Importing questions into Moodle

Create the XML quiz

Start by rendering the quiz to obtain the Moodle XML file for the quiz. You can try this with the Palmer penguins quiz described above, which is found here: https://raw.githubusercontent.com/numbats/moodlequiz/refs/heads/main/man/examples/penguins.Rmd

Once rendered, you should find a corresponding XML file in the same folder. It should look like this: https://raw.githubusercontent.com/numbats/moodlequiz/refs/heads/main/man/examples/penguins.xml

Import quiz questions

To import the quiz into Moodle, go to your Moodle course’s question bank. The navigation may vary among institutions, so if you struggle to find it the URL pattern is: https://<DOMAIN>/question/edit.php?courseid=<COURSE ID> (where <COURSE_ID> is the number found in most URLs of your course).

Import questions by selecting “Import” from the drop-down.

From the import form:

  1. Select “Moodle XML format” as the file format
  2. Select “Get category from file” under the “General” section
  3. Import the XML file into the file box
  4. Click import

You should now see the questions successfully imported into Moodle, along with a preview of the questions.

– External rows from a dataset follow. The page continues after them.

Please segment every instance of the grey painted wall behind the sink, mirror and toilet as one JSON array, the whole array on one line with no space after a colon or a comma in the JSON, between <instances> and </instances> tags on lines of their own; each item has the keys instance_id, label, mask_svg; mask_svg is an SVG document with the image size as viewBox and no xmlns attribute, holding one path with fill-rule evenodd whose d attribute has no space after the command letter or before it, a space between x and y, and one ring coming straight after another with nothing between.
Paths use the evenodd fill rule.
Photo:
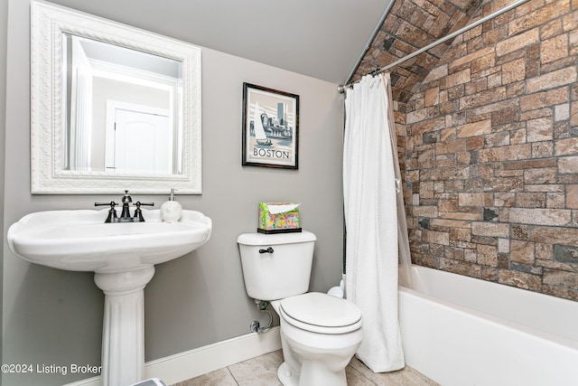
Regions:
<instances>
[{"instance_id":1,"label":"grey painted wall behind the sink, mirror and toilet","mask_svg":"<svg viewBox=\"0 0 578 386\"><path fill-rule=\"evenodd\" d=\"M99 364L104 296L92 274L18 259L5 243L5 231L29 212L92 208L95 201L117 199L123 186L118 197L30 194L29 4L9 0L8 5L2 359L34 366ZM3 23L0 18L0 29ZM311 289L326 291L340 280L343 110L337 85L208 49L202 66L203 193L178 199L185 209L209 215L214 229L200 249L157 266L145 288L146 361L247 334L249 322L262 318L245 293L236 243L238 234L256 230L258 202L303 202L303 228L318 237ZM300 96L299 170L241 166L244 81ZM165 201L136 198L154 201L157 208ZM82 378L5 374L2 384L55 385Z\"/></svg>"}]
</instances>

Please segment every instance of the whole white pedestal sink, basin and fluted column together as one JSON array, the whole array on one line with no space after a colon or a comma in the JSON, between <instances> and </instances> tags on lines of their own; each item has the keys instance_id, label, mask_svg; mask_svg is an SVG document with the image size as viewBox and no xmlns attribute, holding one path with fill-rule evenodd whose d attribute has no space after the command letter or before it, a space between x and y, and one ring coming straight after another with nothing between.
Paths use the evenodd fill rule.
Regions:
<instances>
[{"instance_id":1,"label":"whole white pedestal sink, basin and fluted column together","mask_svg":"<svg viewBox=\"0 0 578 386\"><path fill-rule=\"evenodd\" d=\"M144 377L144 286L154 265L179 258L210 239L210 218L182 211L176 222L143 210L145 222L104 223L108 210L34 212L15 222L13 253L52 268L95 272L105 293L102 378L128 386Z\"/></svg>"}]
</instances>

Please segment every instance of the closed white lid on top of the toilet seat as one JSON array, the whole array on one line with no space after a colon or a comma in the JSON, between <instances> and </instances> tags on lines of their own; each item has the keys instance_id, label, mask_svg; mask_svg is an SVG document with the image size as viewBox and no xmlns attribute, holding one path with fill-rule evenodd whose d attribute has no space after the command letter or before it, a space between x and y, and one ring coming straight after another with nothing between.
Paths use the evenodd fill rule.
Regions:
<instances>
[{"instance_id":1,"label":"closed white lid on top of the toilet seat","mask_svg":"<svg viewBox=\"0 0 578 386\"><path fill-rule=\"evenodd\" d=\"M320 292L286 297L281 300L280 306L285 315L306 325L343 327L355 325L361 320L358 306L346 299Z\"/></svg>"}]
</instances>

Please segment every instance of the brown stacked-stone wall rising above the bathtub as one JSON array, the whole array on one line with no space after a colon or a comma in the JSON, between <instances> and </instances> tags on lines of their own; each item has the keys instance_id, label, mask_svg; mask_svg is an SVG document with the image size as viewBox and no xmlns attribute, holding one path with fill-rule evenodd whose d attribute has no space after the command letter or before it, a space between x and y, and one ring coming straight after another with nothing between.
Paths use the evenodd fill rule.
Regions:
<instances>
[{"instance_id":1,"label":"brown stacked-stone wall rising above the bathtub","mask_svg":"<svg viewBox=\"0 0 578 386\"><path fill-rule=\"evenodd\" d=\"M577 66L578 0L531 0L397 101L416 264L578 300Z\"/></svg>"}]
</instances>

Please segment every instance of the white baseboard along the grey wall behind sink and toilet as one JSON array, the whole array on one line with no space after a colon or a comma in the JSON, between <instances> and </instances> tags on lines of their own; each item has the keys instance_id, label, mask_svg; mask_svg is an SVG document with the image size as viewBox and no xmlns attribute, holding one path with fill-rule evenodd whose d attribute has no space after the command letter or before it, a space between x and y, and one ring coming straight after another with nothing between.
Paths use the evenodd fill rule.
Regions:
<instances>
[{"instance_id":1,"label":"white baseboard along the grey wall behind sink and toilet","mask_svg":"<svg viewBox=\"0 0 578 386\"><path fill-rule=\"evenodd\" d=\"M144 379L158 378L167 385L281 348L279 327L265 334L250 333L226 341L209 344L184 353L176 353L144 364ZM64 386L103 386L100 376L68 383Z\"/></svg>"}]
</instances>

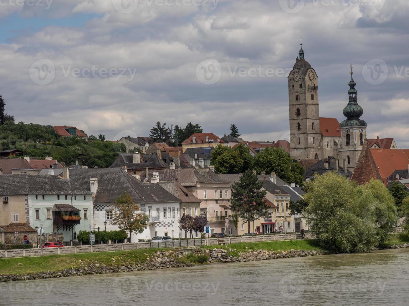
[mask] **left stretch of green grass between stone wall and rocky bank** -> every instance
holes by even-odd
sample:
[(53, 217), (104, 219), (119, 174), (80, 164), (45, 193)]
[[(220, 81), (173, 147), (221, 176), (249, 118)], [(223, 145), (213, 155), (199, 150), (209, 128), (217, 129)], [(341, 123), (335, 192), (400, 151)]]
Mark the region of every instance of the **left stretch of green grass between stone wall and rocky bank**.
[[(146, 262), (158, 249), (141, 249), (133, 251), (47, 255), (38, 257), (2, 258), (0, 259), (0, 274), (24, 275), (44, 271), (61, 271), (79, 268), (89, 262), (98, 262), (107, 266), (118, 266), (126, 263)], [(147, 255), (145, 255), (147, 254)], [(115, 259), (115, 262), (112, 260)], [(80, 261), (81, 260), (81, 261)]]

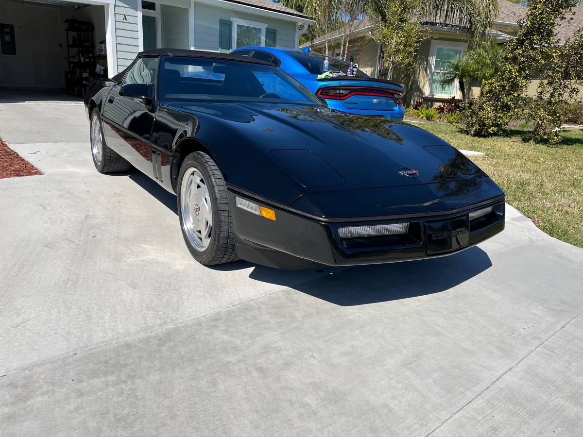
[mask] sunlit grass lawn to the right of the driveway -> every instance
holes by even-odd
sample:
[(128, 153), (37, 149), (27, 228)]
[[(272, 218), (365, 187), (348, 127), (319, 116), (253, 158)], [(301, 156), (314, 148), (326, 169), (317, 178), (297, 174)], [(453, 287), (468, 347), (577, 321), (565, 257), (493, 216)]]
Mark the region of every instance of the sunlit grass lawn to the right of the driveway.
[(474, 138), (445, 123), (415, 123), (472, 157), (505, 191), (506, 200), (547, 234), (583, 247), (583, 131), (567, 131), (559, 147), (506, 137)]

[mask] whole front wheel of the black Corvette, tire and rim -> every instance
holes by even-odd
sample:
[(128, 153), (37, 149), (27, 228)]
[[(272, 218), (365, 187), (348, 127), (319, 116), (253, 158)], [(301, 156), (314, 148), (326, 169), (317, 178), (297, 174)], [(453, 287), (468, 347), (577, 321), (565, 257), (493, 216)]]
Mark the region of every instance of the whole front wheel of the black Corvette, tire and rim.
[(223, 174), (208, 154), (189, 154), (178, 175), (178, 216), (182, 237), (203, 265), (237, 259), (233, 220)]

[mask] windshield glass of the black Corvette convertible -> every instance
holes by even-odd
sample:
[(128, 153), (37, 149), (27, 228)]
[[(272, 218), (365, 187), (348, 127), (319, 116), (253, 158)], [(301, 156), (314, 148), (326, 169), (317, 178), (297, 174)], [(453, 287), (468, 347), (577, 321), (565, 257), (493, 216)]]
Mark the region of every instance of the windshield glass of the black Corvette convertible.
[(166, 58), (160, 87), (173, 100), (320, 103), (279, 68), (240, 61)]

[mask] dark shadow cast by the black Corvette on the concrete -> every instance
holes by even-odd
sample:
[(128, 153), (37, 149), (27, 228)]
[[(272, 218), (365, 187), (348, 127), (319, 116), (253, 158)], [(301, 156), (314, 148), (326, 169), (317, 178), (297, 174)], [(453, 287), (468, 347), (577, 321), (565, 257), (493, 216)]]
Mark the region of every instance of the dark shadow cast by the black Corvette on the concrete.
[[(167, 192), (141, 172), (131, 172), (129, 178), (177, 214), (175, 195)], [(312, 280), (307, 280), (305, 271), (272, 269), (242, 260), (209, 266), (209, 269), (229, 272), (253, 267), (250, 279), (291, 287), (335, 305), (354, 306), (408, 299), (449, 290), (484, 272), (491, 265), (487, 253), (476, 246), (442, 258), (348, 269), (322, 266), (322, 269), (316, 270), (325, 274)], [(299, 284), (293, 285), (294, 283)]]

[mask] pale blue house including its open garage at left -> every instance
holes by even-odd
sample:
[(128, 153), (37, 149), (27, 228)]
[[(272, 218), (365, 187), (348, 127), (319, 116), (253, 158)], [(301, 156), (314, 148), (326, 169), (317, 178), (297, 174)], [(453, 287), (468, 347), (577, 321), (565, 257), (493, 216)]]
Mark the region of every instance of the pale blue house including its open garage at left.
[(269, 0), (0, 0), (0, 87), (65, 87), (75, 45), (66, 19), (93, 24), (92, 55), (105, 41), (109, 77), (146, 48), (297, 48), (313, 23)]

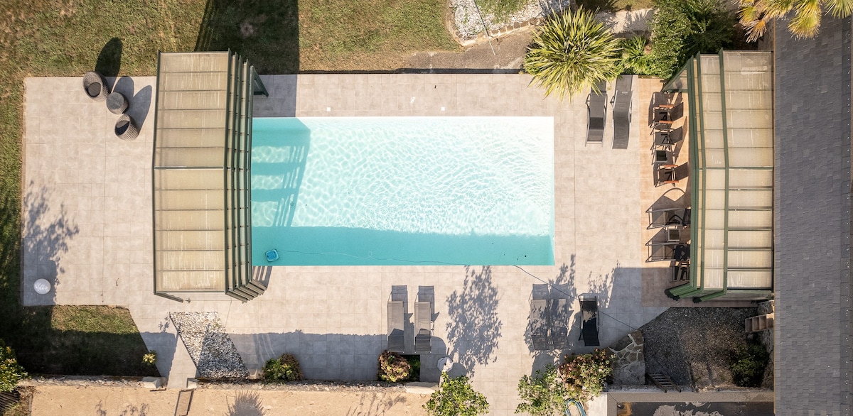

Please report any importation issues.

Creating a quiz

Create a quiz as you normally would in Moodle (instructions here: https://docs.moodle.org/en/Building_Quiz)

When adding a question, select “from question bank” (or “a random question” for random questions within categories).

In the question import dialogue:

  1. Select the question category which was specified in the front matter (penguins)
  2. Sort questions alphabetically by name by clicking on the “Question” header in the table
  3. Select the questions to import via the checkboxes in the table (or select all with the checkbox in the table header)
  4. Click “Add selected questions to the quiz”

Your questions are now added to the quiz! 🎉

You can now repaginate and further adjust the quiz settings as necessary.